Thousands of Iraqi pilgrims smuggled out of ISIS-controlled areas for hajj
The trip was risky and pilgrims put their lives on the line for the sake of performing the pilgrimage, an Iraqi official says
Around 8,345 Iraqis who live in areas controlled by the Islamic State of Iraq and Syria (ISIS) were smuggled out in order to leave for the Saudi Arabia to perform hajj, Makkah daily, quoting the head of the Iraqi hajj delegation and the country’s under-secretary of hajj, reported.
The trip was risky and pilgrims put their lives on the line for the sake of performing the pilgrimage, Kamal Issawi said.

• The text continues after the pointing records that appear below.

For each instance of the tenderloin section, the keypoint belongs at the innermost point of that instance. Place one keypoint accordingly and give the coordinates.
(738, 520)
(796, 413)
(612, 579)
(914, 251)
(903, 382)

“Some of them marched through the Euphrates River in pitch-black darkness and had to walk over wood bridges to get to the other end while some were taken to remote areas then whisked away by military airplanes to Baghdad airport,” Issawi said.
It was an arduous task to get the Sunni pilgrims unscathed out of the areas with fierce clashes, he said.
Some pilgrims were transported to Kirkuk Governorate, north Iraq, which is currently under the control of Kurdistan, and were asked to stay inside mosques until they had been taken to Al-Sulaimaniya Airport, despite the fact Kurdistani authorities initially refused to transport them to the airport, he said.
“We didn’t lose hope and were determined to accomplish our task,” he said.
“We succeeded in convincing the Kurdistan authorities to help us,” he added.
During the era of former Prime Minister Nouri al-Malki, Mosul’s Sunni population was banned from performing hajj. However, the ban was later lifted.
This year there are 26,922 Iraqi pilgrims, 50 percent of whom come from Sunni and Kurdish areas.
They all arrived via Prince Mohammad Bin Abdulaziz Airport in Madinah. Issawi thanked Saudi authorities for all the facilities that were provided to Iraqi pilgrims.